Я отбросил ее руку, встал и, шатаясь, выбежал на улицу. Наверно, выглядел я ужасно, потому что люди оборачивались. Я не понимал, что им от меня надо. Мне было странно, что все стоит на своих местах, когда мой дом сгорел дотла. А когда его отстроят? Да и можно ли восстановить все, как было? Я ползал на коленях по пепелищу, разгребая обожженными пальцами горячий пепел воспоминаний, и хотел кричать, чтоб о моем несчастье узнал весь мир.

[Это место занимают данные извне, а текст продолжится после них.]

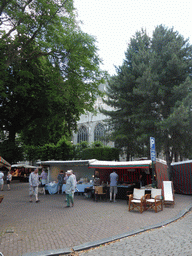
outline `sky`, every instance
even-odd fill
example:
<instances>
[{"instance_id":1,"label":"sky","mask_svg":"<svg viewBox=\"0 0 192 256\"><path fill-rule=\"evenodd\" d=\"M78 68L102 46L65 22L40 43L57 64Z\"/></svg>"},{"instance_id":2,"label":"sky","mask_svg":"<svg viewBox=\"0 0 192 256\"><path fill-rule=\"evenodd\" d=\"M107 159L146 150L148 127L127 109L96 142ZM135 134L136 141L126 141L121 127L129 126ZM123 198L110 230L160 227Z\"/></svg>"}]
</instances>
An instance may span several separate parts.
<instances>
[{"instance_id":1,"label":"sky","mask_svg":"<svg viewBox=\"0 0 192 256\"><path fill-rule=\"evenodd\" d=\"M121 66L130 38L144 28L174 28L192 44L192 0L74 0L81 29L97 40L102 70L114 75Z\"/></svg>"}]
</instances>

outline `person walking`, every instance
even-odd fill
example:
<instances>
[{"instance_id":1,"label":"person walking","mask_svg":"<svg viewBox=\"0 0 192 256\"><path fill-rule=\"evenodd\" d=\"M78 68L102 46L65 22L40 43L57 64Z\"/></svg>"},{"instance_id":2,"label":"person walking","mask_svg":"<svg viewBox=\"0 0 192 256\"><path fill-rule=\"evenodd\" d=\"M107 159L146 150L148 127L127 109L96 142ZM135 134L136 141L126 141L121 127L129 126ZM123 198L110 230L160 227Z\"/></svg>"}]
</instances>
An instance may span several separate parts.
<instances>
[{"instance_id":1,"label":"person walking","mask_svg":"<svg viewBox=\"0 0 192 256\"><path fill-rule=\"evenodd\" d=\"M42 187L42 190L43 190L43 194L45 195L45 185L47 184L47 171L42 169L40 178L41 178L41 187Z\"/></svg>"},{"instance_id":2,"label":"person walking","mask_svg":"<svg viewBox=\"0 0 192 256\"><path fill-rule=\"evenodd\" d=\"M3 185L4 185L4 173L0 170L0 186L1 186L1 191L3 191Z\"/></svg>"},{"instance_id":3,"label":"person walking","mask_svg":"<svg viewBox=\"0 0 192 256\"><path fill-rule=\"evenodd\" d=\"M71 170L67 171L68 179L66 180L66 188L65 188L65 194L67 196L67 206L70 207L70 203L72 204L72 207L74 206L74 198L73 198L73 192L75 191L75 182L74 178L72 177Z\"/></svg>"},{"instance_id":4,"label":"person walking","mask_svg":"<svg viewBox=\"0 0 192 256\"><path fill-rule=\"evenodd\" d=\"M29 196L30 200L29 202L32 203L32 196L35 195L36 203L38 203L40 200L38 199L38 186L39 186L39 174L38 174L38 168L34 170L29 175Z\"/></svg>"},{"instance_id":5,"label":"person walking","mask_svg":"<svg viewBox=\"0 0 192 256\"><path fill-rule=\"evenodd\" d=\"M110 174L110 202L112 202L112 196L114 203L116 202L116 195L117 195L117 182L118 182L118 174L115 170Z\"/></svg>"},{"instance_id":6,"label":"person walking","mask_svg":"<svg viewBox=\"0 0 192 256\"><path fill-rule=\"evenodd\" d=\"M75 190L76 190L76 189L77 189L77 179L76 179L76 175L74 174L73 170L71 170L71 172L72 172L71 176L72 176L73 179L74 179ZM74 190L73 193L72 193L73 199L74 199L75 190Z\"/></svg>"},{"instance_id":7,"label":"person walking","mask_svg":"<svg viewBox=\"0 0 192 256\"><path fill-rule=\"evenodd\" d=\"M58 174L57 179L58 179L58 194L59 194L60 190L62 191L62 187L63 187L63 183L64 183L64 173L62 170Z\"/></svg>"},{"instance_id":8,"label":"person walking","mask_svg":"<svg viewBox=\"0 0 192 256\"><path fill-rule=\"evenodd\" d=\"M9 172L7 173L7 188L8 188L8 190L11 189L11 188L10 188L10 183L11 183L11 181L12 181L12 175L11 175L11 172L9 171Z\"/></svg>"}]
</instances>

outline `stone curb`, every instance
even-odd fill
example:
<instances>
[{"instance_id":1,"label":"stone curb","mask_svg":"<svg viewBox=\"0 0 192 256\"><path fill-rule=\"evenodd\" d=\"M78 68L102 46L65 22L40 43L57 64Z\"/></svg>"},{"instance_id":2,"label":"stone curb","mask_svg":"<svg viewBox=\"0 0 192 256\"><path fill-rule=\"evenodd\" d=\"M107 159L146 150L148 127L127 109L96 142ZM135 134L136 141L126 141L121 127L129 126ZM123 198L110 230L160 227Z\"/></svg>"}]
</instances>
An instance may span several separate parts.
<instances>
[{"instance_id":1,"label":"stone curb","mask_svg":"<svg viewBox=\"0 0 192 256\"><path fill-rule=\"evenodd\" d=\"M139 234L141 232L145 232L145 231L150 230L150 229L163 227L167 224L170 224L171 222L174 222L174 221L180 219L186 213L188 213L191 209L192 209L192 205L189 205L184 210L182 210L178 215L176 215L174 218L171 218L171 219L166 220L164 222L161 222L159 224L152 225L152 226L147 226L147 227L144 227L144 228L141 228L141 229L138 229L138 230L130 231L130 232L127 232L127 233L123 233L123 234L120 234L120 235L117 235L117 236L112 236L112 237L102 239L102 240L97 240L97 241L94 241L94 242L91 242L91 243L85 243L85 244L82 244L82 245L79 245L79 246L74 246L73 250L74 251L87 250L87 249L90 249L90 248L93 248L93 247L98 247L101 244L113 242L113 241L118 240L118 239L122 239L122 238L125 238L125 237L128 237L128 236L136 235L136 234Z\"/></svg>"},{"instance_id":2,"label":"stone curb","mask_svg":"<svg viewBox=\"0 0 192 256\"><path fill-rule=\"evenodd\" d=\"M59 256L61 254L69 254L73 251L69 248L59 249L59 250L48 250L48 251L41 251L41 252L29 252L23 254L22 256Z\"/></svg>"},{"instance_id":3,"label":"stone curb","mask_svg":"<svg viewBox=\"0 0 192 256\"><path fill-rule=\"evenodd\" d=\"M87 249L90 249L90 248L93 248L93 247L98 247L101 244L113 242L115 240L122 239L122 238L125 238L125 237L128 237L128 236L133 236L133 235L139 234L141 232L145 232L145 231L150 230L150 229L163 227L167 224L170 224L170 223L180 219L186 213L188 213L191 209L192 209L192 205L189 205L185 209L183 209L178 215L176 215L174 218L168 219L164 222L161 222L161 223L158 223L158 224L155 224L155 225L151 225L151 226L147 226L147 227L144 227L144 228L141 228L141 229L138 229L138 230L129 231L129 232L126 232L126 233L123 233L123 234L120 234L120 235L111 236L109 238L97 240L97 241L94 241L94 242L90 242L90 243L88 242L88 243L84 243L84 244L81 244L81 245L77 245L77 246L74 246L72 249L64 248L64 249L59 249L59 250L48 250L48 251L41 251L41 252L34 252L34 253L30 252L30 253L23 254L22 256L59 256L61 254L70 254L74 251L83 251L83 250L87 250Z\"/></svg>"}]
</instances>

Две недели мне было противно смотреть на здоровое, довольное человеческое лицо. Вернувшись после работы в гимназии, я запирался в своей комнате и ночами просиживал за столом, тщетно пытаясь заглушить свою обиду чтением книг.
Итак, в тот весенний вечер я сидел там, где только что сидела Милда, – напротив пианино, на котором, подняв хоботы, выстроились семь слонов мал мала меньше, символ мещанского счастья, – и читал свои стихи – горестный псалом сожженному дому.

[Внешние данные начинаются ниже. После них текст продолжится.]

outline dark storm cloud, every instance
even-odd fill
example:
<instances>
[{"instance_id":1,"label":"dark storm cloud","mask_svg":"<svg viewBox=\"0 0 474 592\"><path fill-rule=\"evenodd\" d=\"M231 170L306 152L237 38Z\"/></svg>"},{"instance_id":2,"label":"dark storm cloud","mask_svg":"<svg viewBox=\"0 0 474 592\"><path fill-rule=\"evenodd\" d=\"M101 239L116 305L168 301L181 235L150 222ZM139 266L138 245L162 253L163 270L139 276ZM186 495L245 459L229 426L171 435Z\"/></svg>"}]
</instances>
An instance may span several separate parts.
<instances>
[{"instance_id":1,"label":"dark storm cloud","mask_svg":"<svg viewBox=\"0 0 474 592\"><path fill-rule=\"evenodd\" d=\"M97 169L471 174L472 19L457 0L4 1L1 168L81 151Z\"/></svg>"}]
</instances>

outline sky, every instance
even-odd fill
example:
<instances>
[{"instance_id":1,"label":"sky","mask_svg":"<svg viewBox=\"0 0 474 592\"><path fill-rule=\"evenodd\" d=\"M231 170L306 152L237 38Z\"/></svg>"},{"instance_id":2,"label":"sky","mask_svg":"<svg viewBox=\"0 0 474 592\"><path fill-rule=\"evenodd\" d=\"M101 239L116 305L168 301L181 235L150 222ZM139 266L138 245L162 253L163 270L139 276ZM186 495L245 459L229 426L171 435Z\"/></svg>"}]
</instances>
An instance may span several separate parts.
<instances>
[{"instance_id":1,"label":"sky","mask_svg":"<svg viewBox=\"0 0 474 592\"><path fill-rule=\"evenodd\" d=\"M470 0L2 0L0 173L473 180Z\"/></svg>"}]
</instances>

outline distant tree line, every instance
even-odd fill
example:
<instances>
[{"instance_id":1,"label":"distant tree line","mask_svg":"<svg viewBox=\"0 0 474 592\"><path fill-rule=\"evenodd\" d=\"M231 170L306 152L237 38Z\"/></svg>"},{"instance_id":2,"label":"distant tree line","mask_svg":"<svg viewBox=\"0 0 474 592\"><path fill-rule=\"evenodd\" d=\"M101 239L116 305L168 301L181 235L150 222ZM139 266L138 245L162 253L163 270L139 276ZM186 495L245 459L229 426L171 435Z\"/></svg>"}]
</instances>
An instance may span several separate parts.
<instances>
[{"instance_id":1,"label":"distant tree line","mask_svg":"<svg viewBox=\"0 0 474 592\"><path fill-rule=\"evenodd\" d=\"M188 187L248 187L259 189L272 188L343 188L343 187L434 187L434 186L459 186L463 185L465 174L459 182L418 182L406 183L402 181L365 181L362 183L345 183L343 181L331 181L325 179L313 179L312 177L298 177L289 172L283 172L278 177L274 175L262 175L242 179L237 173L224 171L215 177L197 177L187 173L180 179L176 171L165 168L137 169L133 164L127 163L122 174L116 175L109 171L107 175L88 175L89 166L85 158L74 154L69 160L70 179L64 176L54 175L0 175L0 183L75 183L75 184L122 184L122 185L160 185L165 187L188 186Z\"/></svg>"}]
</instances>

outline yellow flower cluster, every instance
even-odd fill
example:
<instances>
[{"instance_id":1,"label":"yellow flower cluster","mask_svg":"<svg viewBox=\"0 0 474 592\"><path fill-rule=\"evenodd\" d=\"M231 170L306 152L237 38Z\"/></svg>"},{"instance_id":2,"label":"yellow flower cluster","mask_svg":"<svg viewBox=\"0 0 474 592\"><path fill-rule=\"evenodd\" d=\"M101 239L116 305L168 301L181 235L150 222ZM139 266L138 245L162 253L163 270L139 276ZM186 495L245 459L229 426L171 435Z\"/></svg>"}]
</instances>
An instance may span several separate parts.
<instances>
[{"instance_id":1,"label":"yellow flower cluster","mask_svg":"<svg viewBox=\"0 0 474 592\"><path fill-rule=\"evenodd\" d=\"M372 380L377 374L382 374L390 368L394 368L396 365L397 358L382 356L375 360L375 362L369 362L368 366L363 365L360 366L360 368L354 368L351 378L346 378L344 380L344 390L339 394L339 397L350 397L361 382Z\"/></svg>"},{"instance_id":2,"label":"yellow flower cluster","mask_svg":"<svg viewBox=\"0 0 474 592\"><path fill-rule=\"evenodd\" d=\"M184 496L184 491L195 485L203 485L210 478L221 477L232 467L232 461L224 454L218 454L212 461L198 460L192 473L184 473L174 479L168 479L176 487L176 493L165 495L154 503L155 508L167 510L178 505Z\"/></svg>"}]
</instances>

– Тебя надо отшлепать, шалунишка, – сказала перед тем Милда. – Где ты от нас прятался? Ну, быстрей скидывай пальто! Мой седовласый котенок скоро придет.

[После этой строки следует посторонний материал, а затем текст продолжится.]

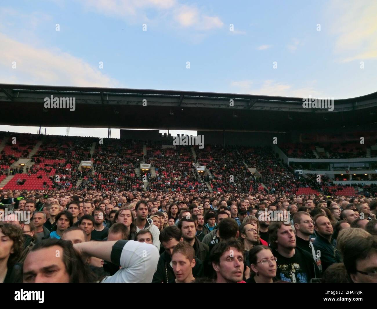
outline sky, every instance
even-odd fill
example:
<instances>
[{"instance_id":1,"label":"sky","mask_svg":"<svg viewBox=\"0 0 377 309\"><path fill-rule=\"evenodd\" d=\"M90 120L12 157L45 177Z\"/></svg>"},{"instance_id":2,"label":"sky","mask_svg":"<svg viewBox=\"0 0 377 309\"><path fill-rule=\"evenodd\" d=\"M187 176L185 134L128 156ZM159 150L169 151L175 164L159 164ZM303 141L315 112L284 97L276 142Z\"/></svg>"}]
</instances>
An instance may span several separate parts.
<instances>
[{"instance_id":1,"label":"sky","mask_svg":"<svg viewBox=\"0 0 377 309\"><path fill-rule=\"evenodd\" d=\"M354 97L377 91L376 16L367 0L3 2L0 83Z\"/></svg>"}]
</instances>

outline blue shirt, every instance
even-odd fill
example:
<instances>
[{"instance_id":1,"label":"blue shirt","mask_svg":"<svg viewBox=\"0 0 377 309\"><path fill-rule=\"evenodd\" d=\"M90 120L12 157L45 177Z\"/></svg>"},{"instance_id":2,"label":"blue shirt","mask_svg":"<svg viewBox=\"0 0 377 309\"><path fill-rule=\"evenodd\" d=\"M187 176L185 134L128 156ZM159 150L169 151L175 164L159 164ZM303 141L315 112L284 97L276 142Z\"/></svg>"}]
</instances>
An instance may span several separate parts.
<instances>
[{"instance_id":1,"label":"blue shirt","mask_svg":"<svg viewBox=\"0 0 377 309\"><path fill-rule=\"evenodd\" d=\"M58 239L60 239L60 237L57 234L56 231L54 231L54 232L52 232L50 233L50 238L56 238Z\"/></svg>"}]
</instances>

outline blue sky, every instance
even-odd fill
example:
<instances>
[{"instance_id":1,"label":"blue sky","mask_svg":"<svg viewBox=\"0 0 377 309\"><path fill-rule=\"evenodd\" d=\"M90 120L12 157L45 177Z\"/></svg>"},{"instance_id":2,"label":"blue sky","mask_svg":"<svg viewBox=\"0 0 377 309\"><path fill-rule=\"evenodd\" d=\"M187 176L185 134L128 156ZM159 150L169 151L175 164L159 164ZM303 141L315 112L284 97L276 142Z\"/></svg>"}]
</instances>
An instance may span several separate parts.
<instances>
[{"instance_id":1,"label":"blue sky","mask_svg":"<svg viewBox=\"0 0 377 309\"><path fill-rule=\"evenodd\" d=\"M377 91L376 15L368 1L14 1L0 83L353 97Z\"/></svg>"}]
</instances>

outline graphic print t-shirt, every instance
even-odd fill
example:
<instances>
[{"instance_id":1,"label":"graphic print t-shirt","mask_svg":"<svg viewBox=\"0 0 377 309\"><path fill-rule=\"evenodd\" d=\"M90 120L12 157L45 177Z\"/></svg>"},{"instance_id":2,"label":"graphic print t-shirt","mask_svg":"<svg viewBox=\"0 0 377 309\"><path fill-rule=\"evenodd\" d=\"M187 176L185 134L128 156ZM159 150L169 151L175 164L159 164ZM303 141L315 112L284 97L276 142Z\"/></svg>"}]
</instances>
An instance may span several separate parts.
<instances>
[{"instance_id":1,"label":"graphic print t-shirt","mask_svg":"<svg viewBox=\"0 0 377 309\"><path fill-rule=\"evenodd\" d=\"M314 278L314 260L311 255L296 248L294 255L286 258L275 249L274 256L276 262L276 277L280 280L297 283L308 283Z\"/></svg>"}]
</instances>

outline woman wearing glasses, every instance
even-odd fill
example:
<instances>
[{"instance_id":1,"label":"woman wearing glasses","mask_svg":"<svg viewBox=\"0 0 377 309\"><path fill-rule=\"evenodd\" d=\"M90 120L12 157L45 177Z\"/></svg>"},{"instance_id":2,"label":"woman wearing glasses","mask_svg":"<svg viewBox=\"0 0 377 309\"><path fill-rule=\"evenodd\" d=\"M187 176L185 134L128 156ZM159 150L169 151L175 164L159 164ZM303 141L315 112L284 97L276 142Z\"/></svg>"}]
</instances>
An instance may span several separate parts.
<instances>
[{"instance_id":1,"label":"woman wearing glasses","mask_svg":"<svg viewBox=\"0 0 377 309\"><path fill-rule=\"evenodd\" d=\"M248 283L272 283L277 281L276 258L267 246L256 246L249 252L249 260L252 274Z\"/></svg>"}]
</instances>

Мог ли я ждать господина бургомистра за спокойной беседой с его женой, если пришел сюда, можно сказать, истекая кровью?
Итак, я сидел перед этим черным, невыносимо тяжелым гробом с семью белыми слониками и читал на память свои стихи, которые до той минуты слышали только стены моей комнатушки.
Мир лежал перед моим взором, словно бескрайняя мертвая пустыня, и в тоскливых просторах я видел откуда-то сверху маленькую потерянную точку – самого себя, В квадрате окна шумел весенний город, где-то текли вечно живые реки, сломавшие ледяные оковы зимы, за моей спиной по-кошачьи мягко ступала Милда – канарейка в золоченой клетке, но я ничего не чувствовал и не видел ничего, кроме крохотной точки – самого себя. Мне стало страшно, и я нестерпимо пожалел эту точку. Губы задрожали, слова трескались, как пересохшая почва, откуда-то изнутри поднялся обжигающий комок и перехватил горло. Я умолк, хотя осталось еще несколько строк, и напряг все силы, стараясь сдержать рыдания. А потом… Нет, это случилось в ту же секунду. Теплые, пахнущие фиалками руки обвились вокруг моей шеи. Я почувствовал щекой ее щеку, мягкий шелк ее белых волос, а плечом упругую опору – ее грудь. Ни одна женщина так не обнимала меня, да еще в такую тяжелую минуту. Я, двадцатипятилетний мужчина, заплакал, как ребенок. Тогда она взяла меня за подбородок, откинула мою голову и принялась целовать меня, шепча: «Потрясающие стихи! Ты их посвятил мне, правда? Но почему ты плачешь – я же тебя люблю…»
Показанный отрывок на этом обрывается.